Snub-nosed Trucks Make Cool Hot Rods


Today’s hot rodders seem to be in love with snub-nosed trucks. In trucker’s lingo they are called Cab Forward or Cab Over Engine (COE) models. The COE layout has been around for about as long as there have been trucks. The famous FWD trucks and Nash Quads that introduced four-wheel drive for use on World War I battlefields were technically COEs. So was the legendary Mack “Bulldog.” It’s doubtful that any of these will be hot rodded, but who knows?

Two other types of COEs are in-in-in with hot rodders. The first are the streamlined snub-noses made from about the mid-1930s through the mid-1950s. From a later era comes the cab-forward van/pickup such as the Ford Falcon Econoline, the Dodge D-100, the Corvan and Chevy Van, the Jeep FC (Forward-Control) models and the ever-popular Volkswagen transporter that came in bus, window bus, camper, ambulance, covered wagon and pickup versions.

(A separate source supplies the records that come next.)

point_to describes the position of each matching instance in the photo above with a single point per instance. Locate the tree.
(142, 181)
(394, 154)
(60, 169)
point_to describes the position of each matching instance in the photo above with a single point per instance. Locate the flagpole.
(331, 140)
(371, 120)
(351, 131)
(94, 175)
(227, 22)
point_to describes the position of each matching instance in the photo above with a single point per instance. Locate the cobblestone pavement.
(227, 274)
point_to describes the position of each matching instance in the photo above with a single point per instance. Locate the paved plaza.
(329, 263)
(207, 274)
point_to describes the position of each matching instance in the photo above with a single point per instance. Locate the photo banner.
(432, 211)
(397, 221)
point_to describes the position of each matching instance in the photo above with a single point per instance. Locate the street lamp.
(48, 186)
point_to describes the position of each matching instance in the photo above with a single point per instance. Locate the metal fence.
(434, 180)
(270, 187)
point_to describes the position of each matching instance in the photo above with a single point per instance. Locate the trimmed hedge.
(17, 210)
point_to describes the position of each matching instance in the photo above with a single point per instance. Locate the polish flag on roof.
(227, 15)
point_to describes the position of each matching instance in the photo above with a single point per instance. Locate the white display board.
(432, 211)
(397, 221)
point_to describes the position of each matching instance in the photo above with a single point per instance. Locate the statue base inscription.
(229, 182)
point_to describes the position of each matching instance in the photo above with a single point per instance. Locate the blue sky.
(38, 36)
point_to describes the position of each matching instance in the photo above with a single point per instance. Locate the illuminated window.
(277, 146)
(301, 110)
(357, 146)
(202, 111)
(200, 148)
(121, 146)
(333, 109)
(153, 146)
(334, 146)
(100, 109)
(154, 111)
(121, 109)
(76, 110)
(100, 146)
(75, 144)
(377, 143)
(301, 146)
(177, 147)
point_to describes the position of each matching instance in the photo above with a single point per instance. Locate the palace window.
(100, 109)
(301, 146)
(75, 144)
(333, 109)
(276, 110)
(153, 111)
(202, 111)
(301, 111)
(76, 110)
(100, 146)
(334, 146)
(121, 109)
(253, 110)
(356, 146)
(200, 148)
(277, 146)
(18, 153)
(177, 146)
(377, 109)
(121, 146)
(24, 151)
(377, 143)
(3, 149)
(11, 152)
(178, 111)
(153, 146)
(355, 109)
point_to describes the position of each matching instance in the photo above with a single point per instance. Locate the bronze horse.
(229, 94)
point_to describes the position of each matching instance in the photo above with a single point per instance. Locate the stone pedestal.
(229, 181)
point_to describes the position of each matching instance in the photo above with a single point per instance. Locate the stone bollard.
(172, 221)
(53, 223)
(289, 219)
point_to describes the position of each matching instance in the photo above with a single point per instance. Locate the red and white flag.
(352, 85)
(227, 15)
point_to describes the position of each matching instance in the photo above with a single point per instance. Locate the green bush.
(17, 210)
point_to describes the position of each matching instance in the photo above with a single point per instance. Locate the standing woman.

The original thinking behind COEs was that eliminating a long hood over the engine allowed a shorter vehicle to carry the same size load as conventional model. The stubby cabs turned out to be cute, too. While some of the first COEs looked like old busses, talented industrial designers like Brooks Stevens and Count Alexis d'Saknoffsky were soon rounding the feature lines off and streamlining the cabs and fenders to look very sexy.

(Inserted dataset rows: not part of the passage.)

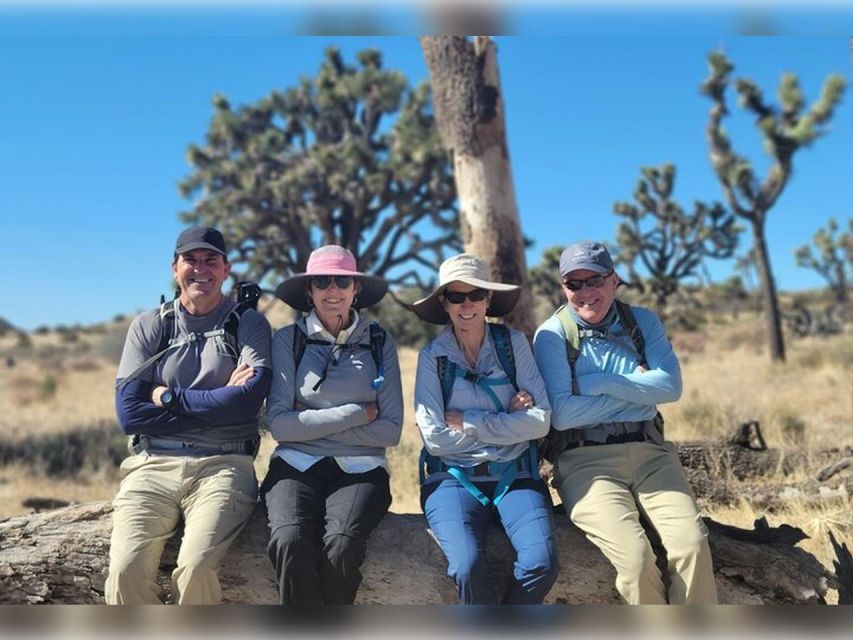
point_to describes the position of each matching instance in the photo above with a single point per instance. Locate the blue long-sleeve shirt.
(489, 434)
(611, 389)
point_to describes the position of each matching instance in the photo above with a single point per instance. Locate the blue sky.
(97, 108)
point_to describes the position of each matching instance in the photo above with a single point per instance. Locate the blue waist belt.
(505, 472)
(140, 443)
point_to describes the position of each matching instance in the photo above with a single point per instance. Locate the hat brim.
(192, 246)
(504, 299)
(293, 290)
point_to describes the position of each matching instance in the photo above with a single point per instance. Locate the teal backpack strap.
(570, 328)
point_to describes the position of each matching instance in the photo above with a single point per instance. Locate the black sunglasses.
(458, 297)
(593, 282)
(324, 282)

In the late 1950s hot rodders Norm Holskamp and Don Allen built a cab-forward “high-speed” race car transporter called the “Cheetah.” It was patterned after a Mercedes-Benz factory team transporter and combined the cab from a Gen 1 El Camino with a stretched chassis. Power came from a Chevy V-8 bored to 300 cu. in. that gave it a top speed of 100 mph. Later, hot rod legend Dean Moon purchased a Cheetah that vintage racer James Degnan later restored.

 Perhaps inspired by pictures of the Cheetah that appeared in magazines, about a dozen years ago vintage COE trucks with transporter bodies began to turn up at car events. What could be cooler than arriving at a hot rod show with your Deuce Coupe on the back of a custom-built snub-nosed truck?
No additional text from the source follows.